I can’t quite believe I’m already writing about the holiday season, but ignoring it until the last minute is what gets me into trouble every year. So if the shops have declared it holiday season (and believe me, they well and truly have), then I guess we all need to start planning.
Oh, the cumulative pressure of the holidays on a couple. There’s really nothing quite like it.
Done right, it has all the makings for disaster—the financial pressures of gift-buying and party-throwing; the family pressures to have a really lovely time together even though, after just a few hours, they’ll drive you batty; and the sheer exhaustion from fighting crowds while shopping, spending meticulous hours planning, cooking entire turkeys and eggnog, and partying into the night—and then doing it all over again.
In order to get through it unscathed, take heed of these practical tips for surviving the holiday season.
1. Spend time together, alone
Among the chaos, make sure you allocate a moment or two to yourselves, to breathe, decompress, and enjoy each other’s company.

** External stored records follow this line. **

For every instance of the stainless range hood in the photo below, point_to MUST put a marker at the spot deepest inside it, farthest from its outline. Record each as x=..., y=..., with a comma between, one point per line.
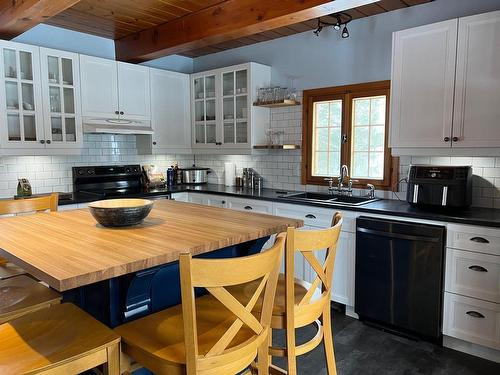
x=116, y=126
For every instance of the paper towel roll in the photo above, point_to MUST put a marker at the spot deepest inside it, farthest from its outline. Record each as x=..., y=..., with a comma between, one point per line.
x=229, y=174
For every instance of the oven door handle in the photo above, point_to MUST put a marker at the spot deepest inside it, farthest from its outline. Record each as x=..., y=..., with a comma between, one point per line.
x=398, y=235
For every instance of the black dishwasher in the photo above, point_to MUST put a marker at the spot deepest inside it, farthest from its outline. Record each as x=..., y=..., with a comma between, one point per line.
x=399, y=275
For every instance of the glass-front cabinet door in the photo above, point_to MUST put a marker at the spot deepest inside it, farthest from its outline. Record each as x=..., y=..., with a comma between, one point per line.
x=205, y=117
x=61, y=98
x=235, y=111
x=21, y=122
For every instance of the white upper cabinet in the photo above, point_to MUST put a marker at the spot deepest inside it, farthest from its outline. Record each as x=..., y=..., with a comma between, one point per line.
x=61, y=98
x=21, y=114
x=445, y=84
x=422, y=87
x=113, y=89
x=477, y=101
x=99, y=87
x=224, y=119
x=170, y=114
x=134, y=91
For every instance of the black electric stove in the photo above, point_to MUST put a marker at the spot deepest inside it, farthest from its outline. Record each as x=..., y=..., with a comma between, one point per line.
x=113, y=181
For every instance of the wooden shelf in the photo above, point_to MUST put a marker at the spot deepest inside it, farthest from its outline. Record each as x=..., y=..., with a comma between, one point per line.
x=277, y=147
x=284, y=103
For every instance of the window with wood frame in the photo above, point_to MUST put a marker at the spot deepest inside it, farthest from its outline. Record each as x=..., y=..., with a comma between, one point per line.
x=347, y=125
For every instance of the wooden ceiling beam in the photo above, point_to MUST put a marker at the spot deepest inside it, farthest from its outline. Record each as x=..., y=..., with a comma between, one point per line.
x=223, y=22
x=17, y=16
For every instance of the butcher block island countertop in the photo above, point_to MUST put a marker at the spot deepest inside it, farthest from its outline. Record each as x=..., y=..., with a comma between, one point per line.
x=69, y=249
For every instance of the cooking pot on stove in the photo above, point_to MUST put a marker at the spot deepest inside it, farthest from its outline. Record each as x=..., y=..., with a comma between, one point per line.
x=195, y=175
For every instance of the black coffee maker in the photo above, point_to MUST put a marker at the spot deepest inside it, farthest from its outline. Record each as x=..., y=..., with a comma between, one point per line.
x=439, y=186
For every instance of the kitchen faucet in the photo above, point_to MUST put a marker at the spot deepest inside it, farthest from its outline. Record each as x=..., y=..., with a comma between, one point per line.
x=344, y=172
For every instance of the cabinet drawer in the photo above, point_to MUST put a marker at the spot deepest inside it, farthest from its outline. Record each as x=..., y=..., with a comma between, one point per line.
x=250, y=205
x=473, y=274
x=473, y=238
x=472, y=320
x=312, y=216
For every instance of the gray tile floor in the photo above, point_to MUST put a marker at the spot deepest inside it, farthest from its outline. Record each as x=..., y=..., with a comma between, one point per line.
x=364, y=350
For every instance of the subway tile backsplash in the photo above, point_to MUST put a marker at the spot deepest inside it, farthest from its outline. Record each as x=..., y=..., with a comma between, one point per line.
x=280, y=169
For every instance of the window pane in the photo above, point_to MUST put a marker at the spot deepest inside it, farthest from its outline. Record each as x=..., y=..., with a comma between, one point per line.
x=376, y=166
x=368, y=144
x=334, y=164
x=378, y=111
x=336, y=113
x=335, y=139
x=321, y=163
x=322, y=139
x=322, y=111
x=361, y=138
x=360, y=164
x=377, y=134
x=361, y=111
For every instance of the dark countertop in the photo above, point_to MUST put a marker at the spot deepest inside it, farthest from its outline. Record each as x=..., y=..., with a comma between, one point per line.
x=472, y=216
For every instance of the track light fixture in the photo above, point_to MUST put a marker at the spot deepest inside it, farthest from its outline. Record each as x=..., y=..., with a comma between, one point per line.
x=345, y=33
x=341, y=19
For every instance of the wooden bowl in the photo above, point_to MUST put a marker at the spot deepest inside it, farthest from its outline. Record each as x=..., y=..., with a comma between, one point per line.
x=120, y=212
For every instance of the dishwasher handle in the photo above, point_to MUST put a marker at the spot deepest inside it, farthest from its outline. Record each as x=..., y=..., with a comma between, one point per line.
x=400, y=236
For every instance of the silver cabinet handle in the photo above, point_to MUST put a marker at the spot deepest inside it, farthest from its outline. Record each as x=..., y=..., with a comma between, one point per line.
x=478, y=268
x=475, y=314
x=479, y=240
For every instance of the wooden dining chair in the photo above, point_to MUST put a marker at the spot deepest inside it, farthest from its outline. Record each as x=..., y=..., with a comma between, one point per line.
x=23, y=206
x=299, y=303
x=212, y=334
x=61, y=339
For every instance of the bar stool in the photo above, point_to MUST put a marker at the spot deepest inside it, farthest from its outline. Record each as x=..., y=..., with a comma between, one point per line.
x=61, y=339
x=299, y=303
x=21, y=206
x=212, y=334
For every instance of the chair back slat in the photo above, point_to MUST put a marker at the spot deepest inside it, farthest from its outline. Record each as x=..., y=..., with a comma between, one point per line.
x=20, y=206
x=215, y=275
x=307, y=243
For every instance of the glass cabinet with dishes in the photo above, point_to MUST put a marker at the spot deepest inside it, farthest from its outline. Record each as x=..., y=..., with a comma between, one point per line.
x=222, y=112
x=204, y=109
x=39, y=99
x=21, y=122
x=61, y=98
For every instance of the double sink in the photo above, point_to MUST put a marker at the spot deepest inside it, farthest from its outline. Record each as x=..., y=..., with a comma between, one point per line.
x=329, y=198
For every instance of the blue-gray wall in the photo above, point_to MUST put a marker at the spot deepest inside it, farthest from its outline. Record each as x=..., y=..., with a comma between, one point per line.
x=329, y=60
x=313, y=61
x=74, y=41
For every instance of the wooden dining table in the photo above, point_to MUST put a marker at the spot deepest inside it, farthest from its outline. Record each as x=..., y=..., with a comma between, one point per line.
x=69, y=249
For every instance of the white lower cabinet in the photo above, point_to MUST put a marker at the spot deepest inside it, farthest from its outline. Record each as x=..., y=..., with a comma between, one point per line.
x=472, y=320
x=318, y=218
x=472, y=289
x=473, y=274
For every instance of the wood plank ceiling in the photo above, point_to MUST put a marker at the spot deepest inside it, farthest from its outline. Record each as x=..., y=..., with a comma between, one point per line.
x=116, y=19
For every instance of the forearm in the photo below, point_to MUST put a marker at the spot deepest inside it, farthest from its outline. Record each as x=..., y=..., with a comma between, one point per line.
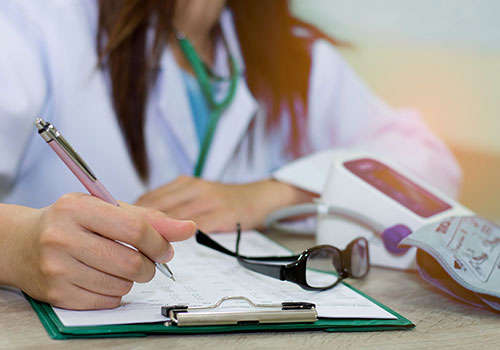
x=16, y=223
x=271, y=195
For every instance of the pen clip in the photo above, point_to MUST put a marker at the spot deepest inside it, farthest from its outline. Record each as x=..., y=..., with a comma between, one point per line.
x=50, y=133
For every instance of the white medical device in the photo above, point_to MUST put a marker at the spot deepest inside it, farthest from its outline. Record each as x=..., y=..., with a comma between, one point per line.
x=365, y=195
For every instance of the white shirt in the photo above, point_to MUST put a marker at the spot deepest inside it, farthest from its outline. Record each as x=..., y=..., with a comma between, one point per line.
x=48, y=68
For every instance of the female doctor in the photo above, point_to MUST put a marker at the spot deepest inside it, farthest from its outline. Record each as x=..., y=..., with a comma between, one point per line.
x=184, y=108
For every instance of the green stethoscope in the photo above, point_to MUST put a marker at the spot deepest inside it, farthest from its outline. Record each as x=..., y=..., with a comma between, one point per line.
x=203, y=75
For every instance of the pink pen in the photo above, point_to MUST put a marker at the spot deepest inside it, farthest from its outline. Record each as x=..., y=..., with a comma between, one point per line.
x=81, y=170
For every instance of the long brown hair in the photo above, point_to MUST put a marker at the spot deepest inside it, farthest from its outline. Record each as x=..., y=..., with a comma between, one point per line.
x=277, y=61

Start a tradition you both enjoy that you can look forward to each holiday.
If you’re really busy, make your alone time productive too, by baking together in the kitchen with a bottle of wine, or wrapping presents on the lounge room floor with your favorite tunes on in the background.
2. Start shopping now
The later you leave the shopping, the longer it’s going to take (hideous lines) and the more money you’re going to spend (quick, we’re running out of time to decide on a present! Just get that!).

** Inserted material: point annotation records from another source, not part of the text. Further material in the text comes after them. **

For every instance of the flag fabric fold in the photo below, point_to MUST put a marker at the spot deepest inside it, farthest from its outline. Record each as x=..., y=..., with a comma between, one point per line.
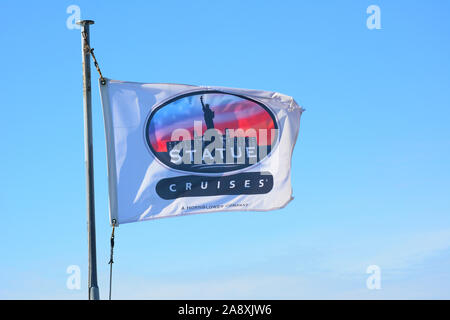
x=177, y=149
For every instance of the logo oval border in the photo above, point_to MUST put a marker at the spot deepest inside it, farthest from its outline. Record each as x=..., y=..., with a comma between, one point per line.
x=199, y=92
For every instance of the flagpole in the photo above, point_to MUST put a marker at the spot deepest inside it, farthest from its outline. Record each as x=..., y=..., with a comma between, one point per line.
x=89, y=162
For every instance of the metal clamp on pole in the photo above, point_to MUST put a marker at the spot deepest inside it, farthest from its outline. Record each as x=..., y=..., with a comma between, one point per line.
x=111, y=259
x=89, y=162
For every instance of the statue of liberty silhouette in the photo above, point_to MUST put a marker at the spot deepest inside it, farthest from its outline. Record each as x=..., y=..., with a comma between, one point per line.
x=208, y=114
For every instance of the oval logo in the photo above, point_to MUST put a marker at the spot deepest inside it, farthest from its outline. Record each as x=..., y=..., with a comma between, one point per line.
x=211, y=132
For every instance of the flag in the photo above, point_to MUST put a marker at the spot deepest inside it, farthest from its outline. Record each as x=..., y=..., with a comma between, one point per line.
x=177, y=149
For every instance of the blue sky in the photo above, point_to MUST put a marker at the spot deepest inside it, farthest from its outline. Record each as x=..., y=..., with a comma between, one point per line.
x=370, y=169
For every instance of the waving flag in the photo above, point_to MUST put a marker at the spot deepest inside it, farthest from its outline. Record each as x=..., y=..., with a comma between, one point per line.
x=178, y=149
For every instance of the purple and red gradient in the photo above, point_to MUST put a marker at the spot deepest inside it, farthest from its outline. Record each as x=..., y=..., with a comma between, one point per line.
x=230, y=112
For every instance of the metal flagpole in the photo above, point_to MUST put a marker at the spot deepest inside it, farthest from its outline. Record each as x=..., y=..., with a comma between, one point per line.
x=87, y=106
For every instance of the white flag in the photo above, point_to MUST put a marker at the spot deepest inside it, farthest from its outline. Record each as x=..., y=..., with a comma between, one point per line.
x=177, y=149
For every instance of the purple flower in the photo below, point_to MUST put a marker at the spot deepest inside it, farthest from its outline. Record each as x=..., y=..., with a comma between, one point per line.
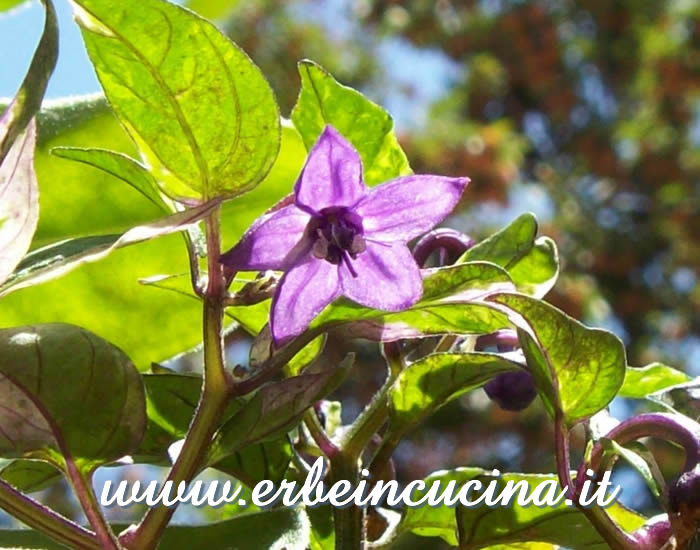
x=340, y=237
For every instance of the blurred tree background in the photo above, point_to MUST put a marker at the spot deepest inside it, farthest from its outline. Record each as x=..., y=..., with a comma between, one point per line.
x=586, y=112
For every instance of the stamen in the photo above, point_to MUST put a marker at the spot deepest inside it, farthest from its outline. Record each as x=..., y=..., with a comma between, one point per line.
x=348, y=263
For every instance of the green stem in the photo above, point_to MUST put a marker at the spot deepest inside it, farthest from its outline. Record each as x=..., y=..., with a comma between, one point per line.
x=39, y=517
x=349, y=521
x=216, y=390
x=376, y=412
x=319, y=435
x=82, y=487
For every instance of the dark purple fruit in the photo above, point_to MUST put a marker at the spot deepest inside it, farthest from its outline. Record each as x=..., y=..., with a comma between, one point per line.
x=512, y=391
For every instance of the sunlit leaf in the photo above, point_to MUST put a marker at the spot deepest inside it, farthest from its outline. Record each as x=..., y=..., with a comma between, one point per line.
x=275, y=529
x=19, y=207
x=119, y=165
x=27, y=101
x=56, y=260
x=531, y=262
x=171, y=401
x=77, y=200
x=637, y=462
x=450, y=303
x=640, y=382
x=366, y=125
x=276, y=407
x=30, y=476
x=65, y=390
x=483, y=526
x=431, y=382
x=578, y=370
x=681, y=398
x=200, y=111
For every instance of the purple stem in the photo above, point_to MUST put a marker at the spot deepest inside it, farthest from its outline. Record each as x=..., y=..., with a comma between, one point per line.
x=504, y=340
x=675, y=428
x=449, y=240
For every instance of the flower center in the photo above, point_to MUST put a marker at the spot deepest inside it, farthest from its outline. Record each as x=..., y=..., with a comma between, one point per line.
x=337, y=236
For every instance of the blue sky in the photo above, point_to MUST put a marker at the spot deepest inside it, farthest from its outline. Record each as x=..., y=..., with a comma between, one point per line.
x=19, y=33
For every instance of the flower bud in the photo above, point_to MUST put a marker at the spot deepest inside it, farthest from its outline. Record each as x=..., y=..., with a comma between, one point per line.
x=512, y=391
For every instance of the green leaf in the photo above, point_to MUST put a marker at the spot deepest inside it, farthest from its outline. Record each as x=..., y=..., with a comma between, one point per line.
x=449, y=305
x=171, y=401
x=77, y=200
x=322, y=528
x=563, y=525
x=120, y=166
x=681, y=398
x=27, y=100
x=366, y=125
x=65, y=391
x=56, y=260
x=640, y=382
x=276, y=407
x=531, y=262
x=19, y=207
x=212, y=9
x=273, y=529
x=306, y=356
x=433, y=381
x=30, y=476
x=578, y=370
x=266, y=460
x=200, y=111
x=437, y=521
x=636, y=461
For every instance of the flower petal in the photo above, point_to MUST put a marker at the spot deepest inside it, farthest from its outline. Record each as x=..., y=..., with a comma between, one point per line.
x=270, y=243
x=301, y=295
x=406, y=207
x=387, y=277
x=332, y=175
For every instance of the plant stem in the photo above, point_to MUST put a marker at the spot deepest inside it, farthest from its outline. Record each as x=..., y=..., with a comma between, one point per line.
x=216, y=390
x=349, y=521
x=82, y=487
x=561, y=447
x=39, y=517
x=319, y=435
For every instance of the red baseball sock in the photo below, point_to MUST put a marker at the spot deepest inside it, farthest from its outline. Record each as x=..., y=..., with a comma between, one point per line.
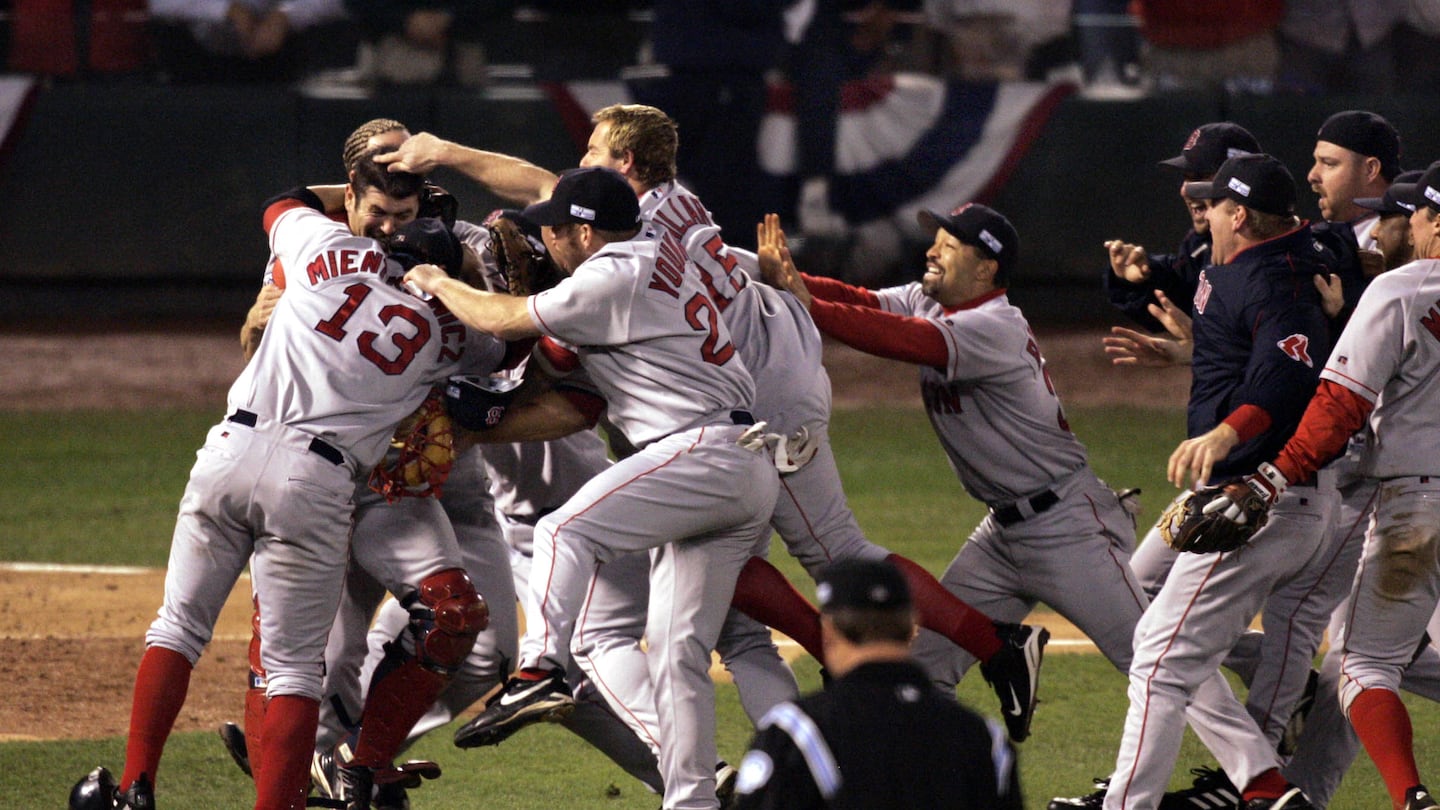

Sit down together now and make the full list of family members you need to buy for and how much you’re going to spend. If you really do start now, then online shopping is perfect—there are no lines, the gifts are delivered, wrapped, to your door in time for Christmas, and you can easily track what you’re spending as you go.

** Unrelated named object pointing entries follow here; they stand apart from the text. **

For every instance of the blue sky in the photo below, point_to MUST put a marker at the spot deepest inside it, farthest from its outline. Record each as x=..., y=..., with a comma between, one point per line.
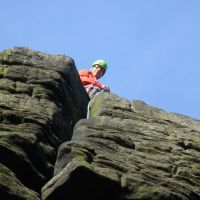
x=151, y=46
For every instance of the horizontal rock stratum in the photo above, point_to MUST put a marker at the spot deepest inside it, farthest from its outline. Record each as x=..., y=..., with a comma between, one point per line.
x=124, y=150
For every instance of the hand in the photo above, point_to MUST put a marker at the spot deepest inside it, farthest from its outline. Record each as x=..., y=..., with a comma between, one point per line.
x=106, y=88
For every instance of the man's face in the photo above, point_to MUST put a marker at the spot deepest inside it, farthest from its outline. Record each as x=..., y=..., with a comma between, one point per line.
x=97, y=71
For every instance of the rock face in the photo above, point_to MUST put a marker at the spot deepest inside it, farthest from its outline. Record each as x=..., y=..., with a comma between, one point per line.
x=126, y=151
x=41, y=98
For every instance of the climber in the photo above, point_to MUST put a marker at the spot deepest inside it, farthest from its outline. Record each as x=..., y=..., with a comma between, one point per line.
x=89, y=78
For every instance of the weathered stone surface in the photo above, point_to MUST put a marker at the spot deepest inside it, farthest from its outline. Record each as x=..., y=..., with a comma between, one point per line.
x=137, y=151
x=41, y=98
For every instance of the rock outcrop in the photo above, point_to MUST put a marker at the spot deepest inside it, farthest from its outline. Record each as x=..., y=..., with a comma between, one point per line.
x=124, y=150
x=128, y=150
x=41, y=98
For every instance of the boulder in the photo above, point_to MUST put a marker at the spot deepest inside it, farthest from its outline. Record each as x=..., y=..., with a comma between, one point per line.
x=41, y=99
x=128, y=150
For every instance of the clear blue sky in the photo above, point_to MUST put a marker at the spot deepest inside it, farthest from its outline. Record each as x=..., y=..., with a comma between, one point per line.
x=152, y=46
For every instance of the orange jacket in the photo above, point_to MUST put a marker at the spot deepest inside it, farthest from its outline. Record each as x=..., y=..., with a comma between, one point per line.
x=88, y=78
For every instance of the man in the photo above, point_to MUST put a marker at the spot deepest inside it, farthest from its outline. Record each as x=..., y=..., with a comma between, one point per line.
x=89, y=78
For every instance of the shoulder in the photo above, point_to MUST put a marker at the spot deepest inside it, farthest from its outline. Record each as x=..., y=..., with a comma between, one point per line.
x=84, y=72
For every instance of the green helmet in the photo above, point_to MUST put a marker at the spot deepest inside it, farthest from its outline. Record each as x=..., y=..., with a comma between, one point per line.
x=101, y=63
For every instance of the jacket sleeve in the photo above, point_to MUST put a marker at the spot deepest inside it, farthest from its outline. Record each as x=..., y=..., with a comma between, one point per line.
x=87, y=79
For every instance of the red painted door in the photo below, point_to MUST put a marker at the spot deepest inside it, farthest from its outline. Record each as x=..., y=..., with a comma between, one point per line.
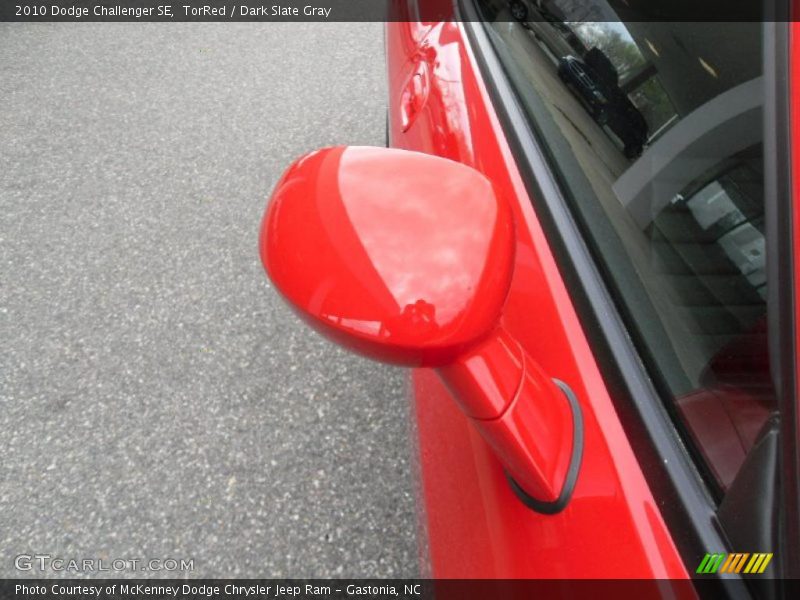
x=475, y=525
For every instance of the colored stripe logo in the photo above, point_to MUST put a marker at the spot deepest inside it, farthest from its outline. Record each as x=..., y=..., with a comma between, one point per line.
x=736, y=562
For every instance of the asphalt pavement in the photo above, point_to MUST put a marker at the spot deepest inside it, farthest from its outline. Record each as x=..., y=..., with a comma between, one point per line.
x=157, y=398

That means less arguing over who was supposed to get your in-laws presents, and less financial stress at the last minute. Plus, you won’t be too tired come the celebration days of the holidays.
3. Be a mind-reader
Understand that when your partner is stressing, it will rarely be about you.
Learn to read what’s going on for them—whether their family is getting to them, they’re overwhelmed with the number of things they have to get through, and so on.
Don’t bite back. Support them as best you can by offering to help, diffusing the situation, and letting them vent. Open and honest communication is crucial during stressful times.
What about you? Any great tips for helping survive the holidays together, besides chugging eggnog?